I would only add two things. First, while I agree that fear and anxiety have been shown to be very strong emotional motivators for B2B purchases, I wouldn’t necessarily lean into fear-based or anxiety-based emotions reflexively. In fact, our studies in the B2B realm have revealed some surprising emotions that drive all sorts of strategic decision-making in B2B, including purchases. In fact, emotions at the opposite end of the spectrum of fear – joy and relief, for example – are powerful drivers of repeat purchases, client retention and future referrals.
Second, emotion intelligence is a science that relies on techniques like natural language processing to decode the why that often lives deep beneath the surface of the what, the expressed reasons for a purchase decision, but can often conceal powerful emotional drivers. I’ve seen a lot of “fool’s gold” in survey results, so if the goal is to provoke emotions, please make sure you’ve done your homework to understand the complexity of the emotions your target customer is motivated by – when, why and to what degree.
5. In B2B, focus on function over form.
Richards observes, correctly in my opinion, that “B2C marketing has emotion at its heart. Brands like Coca-Cola or Dove don’t communicate their products and pricing so much as they communicate emotions to connect to the feelings of consumers. B2B products should adopt the same practices by using a vocabulary of emotional marketing. Communicating to their audience with a personality relevant to how businesses think and connect.”
Consider this additional perspective: When it comes to provoking emotion in the B2B space, it’s often most effective to tie emotions to functionality – more so than in the B2C space that Richards references. Purchasing a soft drink may be an entirely emotional decision for some, but in the business-to-business world, there is typically some underlying function that is either triggering or susceptible to an emotional engagement of some kind. In manufacturing, for example, a purchase needs to work – it needs to fit into the overall production process and distribution channels. If a purchase isn’t optimally functional, no amount of promise of pleasure will supersede the frustration and remorse stemming from a purchase that doesn’t functionally work.

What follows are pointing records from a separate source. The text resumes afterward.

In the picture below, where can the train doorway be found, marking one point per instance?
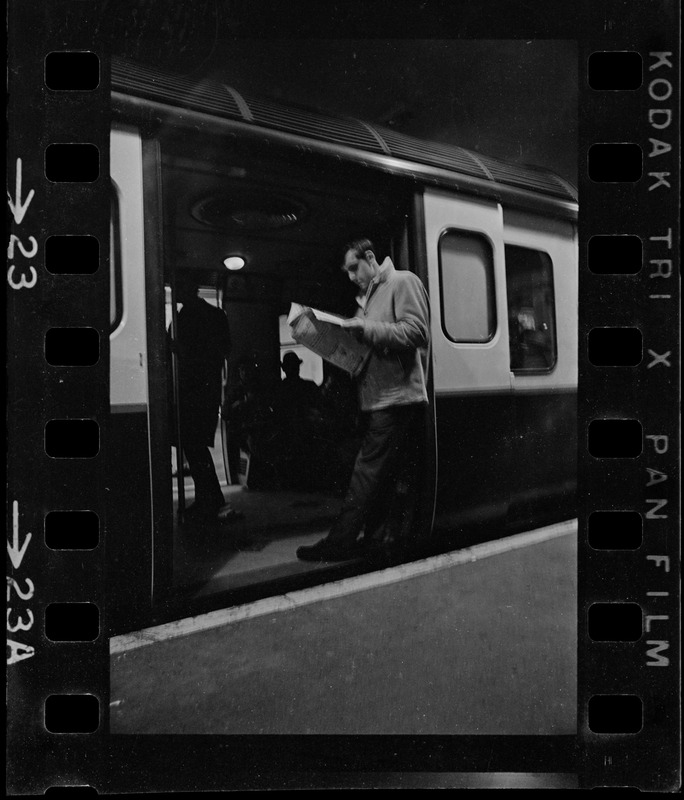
(282, 466)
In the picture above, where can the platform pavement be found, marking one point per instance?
(483, 646)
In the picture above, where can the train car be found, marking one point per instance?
(204, 180)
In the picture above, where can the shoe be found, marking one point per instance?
(229, 514)
(200, 512)
(324, 551)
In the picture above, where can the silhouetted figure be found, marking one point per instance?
(202, 345)
(296, 404)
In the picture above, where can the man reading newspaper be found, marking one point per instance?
(393, 323)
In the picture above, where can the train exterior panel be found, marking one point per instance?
(494, 244)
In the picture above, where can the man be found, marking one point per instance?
(202, 346)
(393, 319)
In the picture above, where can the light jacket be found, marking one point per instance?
(396, 318)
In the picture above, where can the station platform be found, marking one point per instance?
(478, 641)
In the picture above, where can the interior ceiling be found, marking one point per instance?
(279, 217)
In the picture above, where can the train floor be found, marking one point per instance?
(479, 641)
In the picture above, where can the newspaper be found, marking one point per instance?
(324, 334)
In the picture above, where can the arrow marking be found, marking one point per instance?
(18, 208)
(16, 553)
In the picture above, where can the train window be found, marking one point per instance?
(466, 272)
(115, 272)
(531, 310)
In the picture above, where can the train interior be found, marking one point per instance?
(283, 465)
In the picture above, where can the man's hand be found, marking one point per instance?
(355, 325)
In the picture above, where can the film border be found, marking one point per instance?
(38, 484)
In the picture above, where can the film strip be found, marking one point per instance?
(58, 300)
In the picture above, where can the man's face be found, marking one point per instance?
(360, 270)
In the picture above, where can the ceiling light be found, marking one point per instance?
(234, 262)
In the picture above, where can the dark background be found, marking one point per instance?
(514, 99)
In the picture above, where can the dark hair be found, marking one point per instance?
(360, 246)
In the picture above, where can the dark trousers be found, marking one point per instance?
(207, 487)
(388, 454)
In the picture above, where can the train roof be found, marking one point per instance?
(344, 133)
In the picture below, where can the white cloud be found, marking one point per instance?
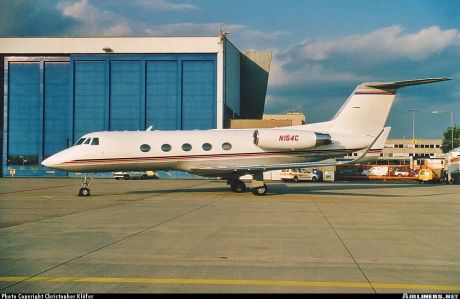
(95, 21)
(384, 43)
(353, 58)
(163, 5)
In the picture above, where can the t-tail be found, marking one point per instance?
(366, 110)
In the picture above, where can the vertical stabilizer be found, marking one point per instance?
(366, 110)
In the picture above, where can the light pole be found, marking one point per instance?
(413, 123)
(451, 124)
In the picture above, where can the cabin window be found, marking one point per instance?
(186, 147)
(226, 146)
(166, 147)
(80, 141)
(145, 148)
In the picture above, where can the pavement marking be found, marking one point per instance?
(197, 281)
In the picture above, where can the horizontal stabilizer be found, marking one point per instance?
(399, 84)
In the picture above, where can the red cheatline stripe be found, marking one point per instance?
(199, 157)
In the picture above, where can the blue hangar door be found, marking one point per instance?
(51, 103)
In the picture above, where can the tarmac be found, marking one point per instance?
(196, 236)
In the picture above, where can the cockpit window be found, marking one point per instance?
(80, 141)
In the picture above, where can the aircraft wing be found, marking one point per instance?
(255, 168)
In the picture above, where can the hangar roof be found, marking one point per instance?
(72, 45)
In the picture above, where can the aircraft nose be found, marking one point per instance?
(54, 161)
(49, 162)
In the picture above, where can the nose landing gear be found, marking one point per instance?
(84, 190)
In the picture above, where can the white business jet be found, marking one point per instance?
(232, 153)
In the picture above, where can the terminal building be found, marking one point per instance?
(55, 90)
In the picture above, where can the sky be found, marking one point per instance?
(321, 49)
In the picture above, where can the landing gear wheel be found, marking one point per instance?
(84, 192)
(238, 186)
(260, 190)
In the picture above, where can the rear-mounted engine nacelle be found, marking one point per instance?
(289, 139)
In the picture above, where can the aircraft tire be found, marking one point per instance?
(259, 191)
(238, 186)
(84, 192)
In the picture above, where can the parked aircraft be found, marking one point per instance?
(232, 153)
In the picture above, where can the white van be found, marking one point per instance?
(298, 174)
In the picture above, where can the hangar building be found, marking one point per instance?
(55, 90)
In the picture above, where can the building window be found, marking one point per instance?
(207, 146)
(186, 147)
(145, 148)
(226, 146)
(166, 147)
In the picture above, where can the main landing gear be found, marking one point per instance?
(258, 187)
(84, 190)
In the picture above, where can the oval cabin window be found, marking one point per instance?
(227, 146)
(166, 147)
(145, 148)
(186, 147)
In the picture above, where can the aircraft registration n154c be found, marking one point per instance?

Get started with emotion-driven B2B marketing
I applaud and thank Richards for his piece urging a more emotion-driven approach to B2B marketing, which he says has for too long been “regarded as B2C’s boring sibling.” The survey he references notes that “98% don't think that business brands connect with people on an emotional level.” If that’s true, that number is way too high. And it is high time we B2B business leaders get emotional about it.